Morgan Lerette in Iraq

Same environment.
Different structure.

When we started the conversation, I told him I want to discuss how power is outsourced at scale and how does it look like, from the inside.

His first words were:

"Yes, I call it outsourcing morality."

This conversation is not about one war, or one company. It is about a structural shift in how power operates.

In what follows, we will break down:


The expansion of private contractors in Iraq or how the shift became structural.

After 2003, the United States faced a growing gap between military capacity and mission requirements.

Stabilization, reconstruction, convoy security, diplomatic protection - these functions required manpower, speed, and flexibility that traditional military structures struggled to provide at scale.

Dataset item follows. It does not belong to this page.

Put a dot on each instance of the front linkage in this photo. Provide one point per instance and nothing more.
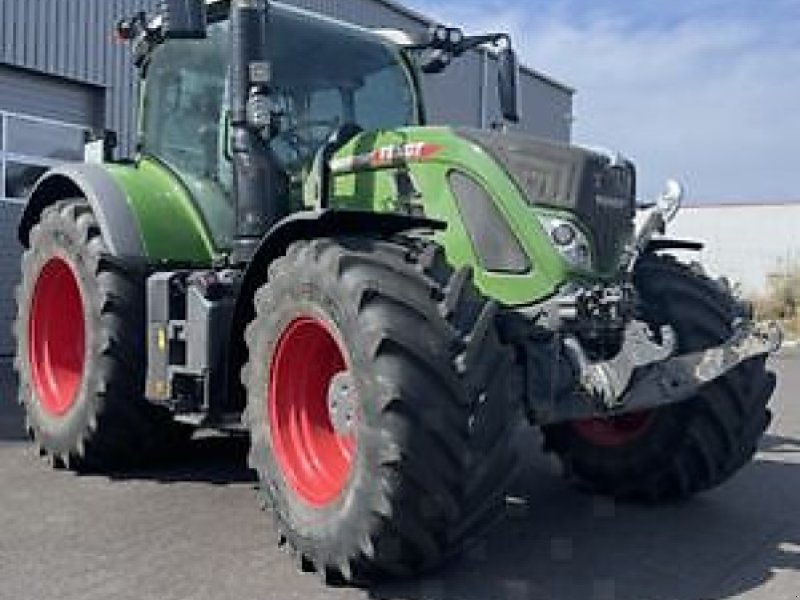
(564, 381)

The solution was contractual. Private companies were integrated directly into operations. At the core.

Morgan Lerette saw that shift from the inside. What had started as a military occupation was progressively reframed as a diplomatic mission:

"In theory, you had the State Department at the very top, then you had the Department of Defense, and then you had all of us knuckle draggers underneath it. When they turned over to the diplomatic mission, they said, we don't have anybody that can protect these diplomats."

That need expanded fast.

"It went from 12 people… 20, maybe 25 to 500 overnight. We need 500 people. Let's go."

Private contractors were filling a structural gap in the exercise of sovereign power.

"The State Department needed people to protect diplomats, and they hired us to do it."

By the end of the 2000s, this shift had reached a measurable threshold.

In Afghanistan, by March 2013, there were approximately 108,000 Department of Defense contractors, representing 62% of the total U.S. presence in the theater.

Congressional Research Service, Report R43074
Yes, you're reading this right: more contractors than soldiers.